うわ、なにそれ? そんなことなら、二度寝ができたのに――いやいや、それをやったら昨夜の夕食ばかりか、今日の朝食も食いはぐれるところだったから、それは結果オーライとしよう。
しかし、だ。
「お休みなのに、なんでメレンさんは居るんですか?」
「あー……」
私としてはここで会えてラッキーだったが、普通に考えればこれっておかしいよね? そう思い、尋ねてみたら……なんか、とっても恥ずかしそうな顔をされた。
なんで?
「いや、その……ここって、あんまりきれいじゃないよね?」
「あー。まぁ――そう、ですね」
私の答えが微妙になるのは、ここが『あまりきれいじゃない』じゃなくて、『とっても汚い』からです。正直者でごめんなさい(二回目)。
「だよね。俺らだけの時は特に気にしなかったんだけど、ほら、その……シエルが来たじゃん?」
「……もしかして、掃除をするつもりだったんですか?」
「シエルが初めてここに入ってきたときに、物凄い顔してたからね。あんな顔をされるほど散らかってるのは、やっぱりまずい――ってことを、改めて認識させられてね」
そんなすごい顔をしてたのか、私……しかし、メレンさんのその気持ちはありがたい。
ここの事を『散らかってる』程度だと認識してるらしいのはさておいての話、だけど。
「それで、メレンさんが一人で片付けようとしてたんですか? 他の方は?」
「俺がそう思ったからって、隊長たちを巻き込むのは違うよね?」
つまり、この魔窟を一人で掃除してくれようとしていた、ということか。
なんていい人なんだ、メレンさんって……っ。
なんで、こんなところにいるのか不思議だよ――まぁ、それを言うなら私もか。もしかして、メレンさんも私みたいに、知らない間にトラブルに巻き込まれでもしたのかな?
訊ねてみたい気もするんだけど、そんな個人情報にまで踏み込むには、お互いの距離感ってやつが邪魔をする。そんなことを気にするのは私だけかもしれないけど、まだそこまで気心が知れていないというか……ってことで、よし、決めた。
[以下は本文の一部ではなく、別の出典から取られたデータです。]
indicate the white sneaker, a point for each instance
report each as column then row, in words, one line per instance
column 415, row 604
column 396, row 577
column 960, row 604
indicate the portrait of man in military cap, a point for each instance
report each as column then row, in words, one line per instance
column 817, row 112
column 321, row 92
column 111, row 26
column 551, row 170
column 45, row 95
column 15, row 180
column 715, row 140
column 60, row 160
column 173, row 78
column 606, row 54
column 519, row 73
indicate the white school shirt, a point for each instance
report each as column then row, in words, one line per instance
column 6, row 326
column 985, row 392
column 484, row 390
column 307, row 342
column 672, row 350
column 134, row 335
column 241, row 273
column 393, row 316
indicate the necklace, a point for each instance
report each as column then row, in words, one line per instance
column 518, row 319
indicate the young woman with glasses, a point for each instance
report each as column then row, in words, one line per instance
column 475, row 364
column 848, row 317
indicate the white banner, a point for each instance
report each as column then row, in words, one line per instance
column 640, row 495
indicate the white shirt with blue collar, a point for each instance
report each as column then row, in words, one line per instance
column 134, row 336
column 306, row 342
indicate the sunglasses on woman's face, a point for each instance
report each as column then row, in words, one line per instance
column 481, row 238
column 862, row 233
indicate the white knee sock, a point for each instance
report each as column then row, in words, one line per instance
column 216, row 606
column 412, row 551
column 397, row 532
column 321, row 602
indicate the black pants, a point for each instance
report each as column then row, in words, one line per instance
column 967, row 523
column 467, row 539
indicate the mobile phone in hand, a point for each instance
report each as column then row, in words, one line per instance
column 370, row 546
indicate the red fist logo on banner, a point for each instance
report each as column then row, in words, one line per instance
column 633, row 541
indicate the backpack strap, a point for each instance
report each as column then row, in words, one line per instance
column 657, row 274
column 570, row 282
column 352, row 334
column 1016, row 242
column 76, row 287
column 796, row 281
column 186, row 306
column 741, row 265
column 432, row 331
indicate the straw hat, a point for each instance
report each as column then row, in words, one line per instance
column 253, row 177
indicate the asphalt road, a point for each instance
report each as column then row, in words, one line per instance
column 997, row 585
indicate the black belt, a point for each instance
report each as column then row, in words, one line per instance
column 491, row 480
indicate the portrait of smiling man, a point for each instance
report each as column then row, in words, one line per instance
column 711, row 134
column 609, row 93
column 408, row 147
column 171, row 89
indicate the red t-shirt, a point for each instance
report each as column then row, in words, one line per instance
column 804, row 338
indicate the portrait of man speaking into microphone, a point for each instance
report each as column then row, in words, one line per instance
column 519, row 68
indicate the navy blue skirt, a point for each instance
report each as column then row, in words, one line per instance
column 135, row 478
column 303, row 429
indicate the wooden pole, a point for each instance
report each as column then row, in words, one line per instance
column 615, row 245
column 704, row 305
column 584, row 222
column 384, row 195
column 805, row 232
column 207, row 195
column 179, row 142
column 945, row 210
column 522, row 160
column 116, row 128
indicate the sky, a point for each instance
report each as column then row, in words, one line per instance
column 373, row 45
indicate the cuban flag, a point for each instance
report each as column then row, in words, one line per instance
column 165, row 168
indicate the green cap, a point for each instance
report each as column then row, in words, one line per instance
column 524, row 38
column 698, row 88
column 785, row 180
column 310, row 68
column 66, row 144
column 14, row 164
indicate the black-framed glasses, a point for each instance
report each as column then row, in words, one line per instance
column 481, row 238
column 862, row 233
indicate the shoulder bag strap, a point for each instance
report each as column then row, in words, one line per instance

「私、今日が非番だってこと知らなかったおかげで、この後、何も予定がないんです。良かったら、私にも手伝わせてください」
「え? だけど、シエルって昨日、ぶっ倒れたばっかでしょ?」
それは黒歴史なんだから、掘り返すのはやめてください。
「活力ポーションを飲みましたし、一晩ぐっすり寝たんで大丈夫です。どうしても気になるのなら、とりあえず今日はお昼までってことにしませんか?」
「俺もそのくらいで切り上げるつもりだったから、構わないけど――ほんとに大丈夫?」
「ええ」
きっぱりと答える。
メレンさんとの距離を詰めたい(恋愛的な意味は全くない)のもあるけど、一番の理由としては、彼だけに任せておいても、それほど劇的な効果は認められないだろうと思われるからだ。
だって、ここを『あんまりきれいじゃない』『ちょっと散らかってる』とか表現しちゃう人だよ。
「それじゃ、ゴミを片付けることからやりましょうか――私だと捨てていいのかわからないのもあるので、まずはメレンさんに仕分けしてもらっていいですか? その間に、私はゴミを入れる袋をとってきます」
隊室は、そこをつかう隊員が掃除をすることになってる――だからこそ、こんな魔窟が生成されちゃったわけだけど、その掃除のときに出たゴミは、集積場に持っていくとまとめて処理をしてもらえる。そのため、集積場にはゴミを入れるための丈夫な布袋や、箒や塵取りなんかも置いてある。
このあたりの事情は、銅も銀も同じだし――さすがに金は専門の掃除人がいる――そもそも私は銅へは出戻りだ。集積場の場所もわかるし、掃除用具の在処も知ってる。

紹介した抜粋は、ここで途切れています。